Thursday, November 17, 2011

The Carey Conundrum

The story of William Carey is used to show that predestination and evangelism are contrary  to each other. Carey was advocating missions and was told to sit down; when God was ready to save the heathen He would do it without Carey's assistance. But what are the facts of this case?

Now Carey was a Calvinist and believed in predestination. Therefore, this is, at worst, a debate between Calvinists over what Calvinism means. Further, there was an extreme view of Calvinism (called hyper-Calvinism by the standard Council-of-Dort-affirming Calvinism), which may have been involved in this disagreement. Now I would be willing to leave things here as a debate among Calvinists and simply say I support William Carey's form of Calvinism. But the truth is more complicated then that.

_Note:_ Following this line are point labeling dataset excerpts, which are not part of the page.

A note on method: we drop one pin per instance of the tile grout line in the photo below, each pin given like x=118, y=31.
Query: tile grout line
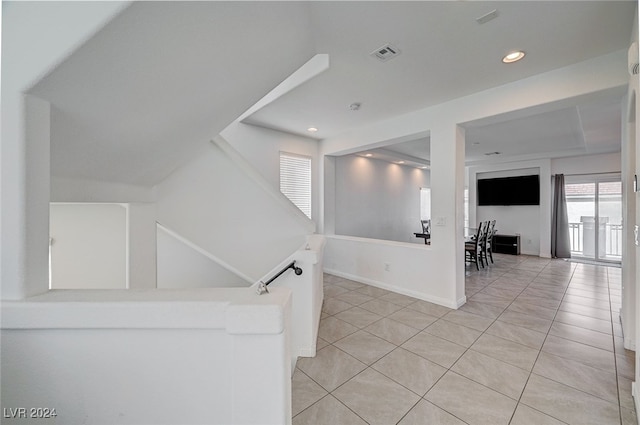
x=485, y=284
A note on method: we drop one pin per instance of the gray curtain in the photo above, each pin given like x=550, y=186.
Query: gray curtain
x=560, y=243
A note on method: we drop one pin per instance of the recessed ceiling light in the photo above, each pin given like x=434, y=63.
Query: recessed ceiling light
x=513, y=57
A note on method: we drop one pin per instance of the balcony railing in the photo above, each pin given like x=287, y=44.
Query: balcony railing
x=609, y=243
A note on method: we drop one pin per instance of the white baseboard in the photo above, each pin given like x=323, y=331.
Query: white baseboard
x=399, y=290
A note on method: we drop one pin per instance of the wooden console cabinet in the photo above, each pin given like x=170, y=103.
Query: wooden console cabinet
x=506, y=244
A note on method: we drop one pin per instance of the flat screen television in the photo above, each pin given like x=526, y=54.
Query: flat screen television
x=519, y=190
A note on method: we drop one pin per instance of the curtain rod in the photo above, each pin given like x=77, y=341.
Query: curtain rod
x=593, y=174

The scene was a pastor's conference presided over by the elder John Ryland. (There were two John Rylands involved: the younger, who was Carey's friend and supporter, and the elder, who was his father.) William Carey and his friend Thomas Chisholm had just been ordained as ministers. The elder  Ryland asked the newest members of the group to propose a subject for discussion. Chisholm suggested discussing a passage in 2 Peter, but the elder Ryland told him to look it up in John Gill. Then Carey asked if the command to preach the gospel to the heathen did not last until the end of the world, since the accompanying promise was to that extent (see Matthew 28:19,20). And the elder Ryland replied .... It is not really clear what the elder Ryland replied. The elder Ryland never remembered what he had said. Chisholm accused him of claiming that a restoration of the gift of tongues was necessary to take the gospel to the heathen. (The younger Ryland denied his father said this, but I have not seen the exact words of the denial.) The common version, "Sit down young man, when God gets ready to save the heathen He will do it without your help or mine," was from Jonathan Marshall, who knew Carey in India, at a time when Carey himself admits he did not remember exactly what was said. But the bigger question is what was meant.

Carey wrote a pamphlet called  An Enquiry into the Obligations of Christians To Use Means for the Conversion of the Heathens. He told the younger Ryland that it responded to the elder Ryland's objections. It does not mention Calvinism. It does deal with God's command, which is the portion he claimed referred to the elder Ryland's objection. But the main part of the pamphlet deals with practical objections: where will we get the money; the heathen will eat us; and similar questions. The issue does not seem to be doctrinal but practical: how would such an endeavor be possible? And Carey's chief virtue was being willing to trust God to accomplish such things. But doctrine does not seem to be the main issue.